6. Specify your goals.

Since you are in the process of shifting careers, then that also means you would have to revisit your goals and plans for the future. Change them accordingly. To save yourself from frustration, write down SMART goals. They have to be specific, measurable, achievable, relevant, and time-based. It would help you act on your goals instead of getting overwhelmed by them.



7. Look for opportunities everywhere including the company where you are currently working for.

Don’t close your doors to opportunities that are available in your current workplace. Approach your supervisor and ask for growth possibilities. This is your chance to tell your boss what your dreams, plans, and goals are. They will most likely give you an honest insight on what you could do next and even recommend you for the company’s new projects. Now the ball is in your court if these opportunities tickle your fancy or you really want to explore and focus your energy on other career paths.

8. Build connections with people from the industry you want to enter.

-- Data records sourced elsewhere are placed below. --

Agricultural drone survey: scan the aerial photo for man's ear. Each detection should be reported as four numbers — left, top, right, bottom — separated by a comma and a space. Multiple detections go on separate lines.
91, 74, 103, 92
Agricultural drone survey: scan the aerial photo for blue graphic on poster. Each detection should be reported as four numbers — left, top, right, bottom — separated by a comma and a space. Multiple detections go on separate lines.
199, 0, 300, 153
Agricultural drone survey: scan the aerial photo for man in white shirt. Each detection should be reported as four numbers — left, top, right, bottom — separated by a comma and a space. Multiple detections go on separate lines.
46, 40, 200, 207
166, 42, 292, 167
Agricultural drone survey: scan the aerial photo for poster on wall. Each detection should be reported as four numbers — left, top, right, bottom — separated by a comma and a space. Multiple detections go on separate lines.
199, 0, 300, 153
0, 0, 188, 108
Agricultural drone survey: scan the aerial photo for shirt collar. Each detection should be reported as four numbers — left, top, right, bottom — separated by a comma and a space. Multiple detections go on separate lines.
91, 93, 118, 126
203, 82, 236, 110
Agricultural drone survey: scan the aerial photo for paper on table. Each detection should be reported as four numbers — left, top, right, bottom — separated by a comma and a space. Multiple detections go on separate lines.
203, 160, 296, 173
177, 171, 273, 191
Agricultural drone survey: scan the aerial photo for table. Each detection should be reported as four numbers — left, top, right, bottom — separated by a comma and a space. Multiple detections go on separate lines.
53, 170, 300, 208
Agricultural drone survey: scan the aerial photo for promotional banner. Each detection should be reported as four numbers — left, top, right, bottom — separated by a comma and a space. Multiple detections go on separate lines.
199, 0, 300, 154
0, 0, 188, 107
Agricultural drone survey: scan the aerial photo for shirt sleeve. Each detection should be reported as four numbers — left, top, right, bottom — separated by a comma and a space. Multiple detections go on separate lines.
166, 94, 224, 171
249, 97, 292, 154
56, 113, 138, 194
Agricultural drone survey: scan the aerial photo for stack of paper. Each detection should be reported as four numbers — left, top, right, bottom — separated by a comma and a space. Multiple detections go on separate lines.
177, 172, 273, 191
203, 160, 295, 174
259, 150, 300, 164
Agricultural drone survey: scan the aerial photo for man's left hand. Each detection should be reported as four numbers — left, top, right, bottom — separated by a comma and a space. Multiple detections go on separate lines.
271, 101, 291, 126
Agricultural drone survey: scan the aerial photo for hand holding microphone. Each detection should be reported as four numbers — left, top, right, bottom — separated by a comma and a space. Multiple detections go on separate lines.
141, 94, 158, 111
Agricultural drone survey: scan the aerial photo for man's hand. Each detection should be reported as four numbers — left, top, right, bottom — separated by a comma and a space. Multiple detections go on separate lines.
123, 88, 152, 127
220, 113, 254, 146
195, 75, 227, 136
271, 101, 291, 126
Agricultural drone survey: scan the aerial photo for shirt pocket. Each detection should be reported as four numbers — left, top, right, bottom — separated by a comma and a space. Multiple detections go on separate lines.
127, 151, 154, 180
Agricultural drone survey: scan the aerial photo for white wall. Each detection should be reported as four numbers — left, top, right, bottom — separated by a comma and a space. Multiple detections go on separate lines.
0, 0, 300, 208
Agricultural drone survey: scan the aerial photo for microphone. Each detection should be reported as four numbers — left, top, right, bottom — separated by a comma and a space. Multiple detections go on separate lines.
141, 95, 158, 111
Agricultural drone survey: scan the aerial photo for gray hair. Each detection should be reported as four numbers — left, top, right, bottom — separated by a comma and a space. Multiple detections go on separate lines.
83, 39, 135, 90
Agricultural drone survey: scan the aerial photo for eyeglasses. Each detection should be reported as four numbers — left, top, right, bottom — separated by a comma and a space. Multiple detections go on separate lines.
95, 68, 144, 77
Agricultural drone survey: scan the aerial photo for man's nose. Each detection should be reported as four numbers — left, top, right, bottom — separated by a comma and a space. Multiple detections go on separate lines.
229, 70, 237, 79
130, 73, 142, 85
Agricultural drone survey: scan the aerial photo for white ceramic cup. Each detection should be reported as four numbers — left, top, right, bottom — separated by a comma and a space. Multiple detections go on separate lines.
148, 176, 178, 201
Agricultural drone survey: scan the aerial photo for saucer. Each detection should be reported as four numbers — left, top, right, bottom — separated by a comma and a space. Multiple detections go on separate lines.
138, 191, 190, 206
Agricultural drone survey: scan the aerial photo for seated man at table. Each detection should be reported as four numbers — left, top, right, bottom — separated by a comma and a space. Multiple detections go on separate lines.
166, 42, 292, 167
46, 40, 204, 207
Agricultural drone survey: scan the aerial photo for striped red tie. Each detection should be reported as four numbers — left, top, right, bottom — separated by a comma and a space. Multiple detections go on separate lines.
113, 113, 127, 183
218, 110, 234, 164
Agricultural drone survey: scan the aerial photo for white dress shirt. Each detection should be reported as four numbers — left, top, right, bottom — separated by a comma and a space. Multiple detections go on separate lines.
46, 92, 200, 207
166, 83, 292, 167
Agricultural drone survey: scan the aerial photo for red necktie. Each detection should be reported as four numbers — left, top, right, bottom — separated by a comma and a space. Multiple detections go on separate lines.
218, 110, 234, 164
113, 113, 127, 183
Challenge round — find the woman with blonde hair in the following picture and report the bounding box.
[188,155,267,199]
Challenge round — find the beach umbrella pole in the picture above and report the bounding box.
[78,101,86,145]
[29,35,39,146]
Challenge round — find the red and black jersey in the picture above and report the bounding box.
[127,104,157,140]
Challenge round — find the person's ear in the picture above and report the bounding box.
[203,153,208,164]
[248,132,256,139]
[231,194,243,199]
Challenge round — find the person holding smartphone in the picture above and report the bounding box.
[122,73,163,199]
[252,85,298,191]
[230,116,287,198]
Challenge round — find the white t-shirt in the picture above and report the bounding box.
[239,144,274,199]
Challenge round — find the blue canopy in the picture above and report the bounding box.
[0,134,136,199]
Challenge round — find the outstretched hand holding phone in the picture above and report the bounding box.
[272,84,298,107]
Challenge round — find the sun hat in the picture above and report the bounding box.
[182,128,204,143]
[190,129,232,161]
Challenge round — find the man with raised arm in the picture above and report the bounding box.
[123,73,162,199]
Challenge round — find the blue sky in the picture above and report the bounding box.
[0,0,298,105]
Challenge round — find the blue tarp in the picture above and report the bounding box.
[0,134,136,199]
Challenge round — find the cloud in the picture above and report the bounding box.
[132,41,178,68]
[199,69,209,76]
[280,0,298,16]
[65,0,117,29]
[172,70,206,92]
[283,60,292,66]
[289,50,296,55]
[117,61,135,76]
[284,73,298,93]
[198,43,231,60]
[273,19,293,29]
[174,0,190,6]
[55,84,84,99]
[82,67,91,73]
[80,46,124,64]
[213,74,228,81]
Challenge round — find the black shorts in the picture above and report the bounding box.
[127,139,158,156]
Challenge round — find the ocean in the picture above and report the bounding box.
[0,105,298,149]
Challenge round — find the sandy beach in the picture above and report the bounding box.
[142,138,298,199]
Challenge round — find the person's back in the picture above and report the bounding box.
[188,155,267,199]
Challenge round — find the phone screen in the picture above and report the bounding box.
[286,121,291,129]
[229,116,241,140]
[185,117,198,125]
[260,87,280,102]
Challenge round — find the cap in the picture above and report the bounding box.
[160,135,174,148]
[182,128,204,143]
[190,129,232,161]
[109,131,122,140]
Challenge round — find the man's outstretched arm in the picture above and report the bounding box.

There are most likely events that you could attend where you could meet these potential contacts. If you show up with enthusiasm, there is most likely going to be at least one person who could give you pointers as you are about to thread a new career. You might also find people who are going through a midlife crisis and want to shift careers as well. When you find a contact in their industry, try asking that person if you can immerse yourself in their job for a day. That’s how you can see for yourself if the career suits you.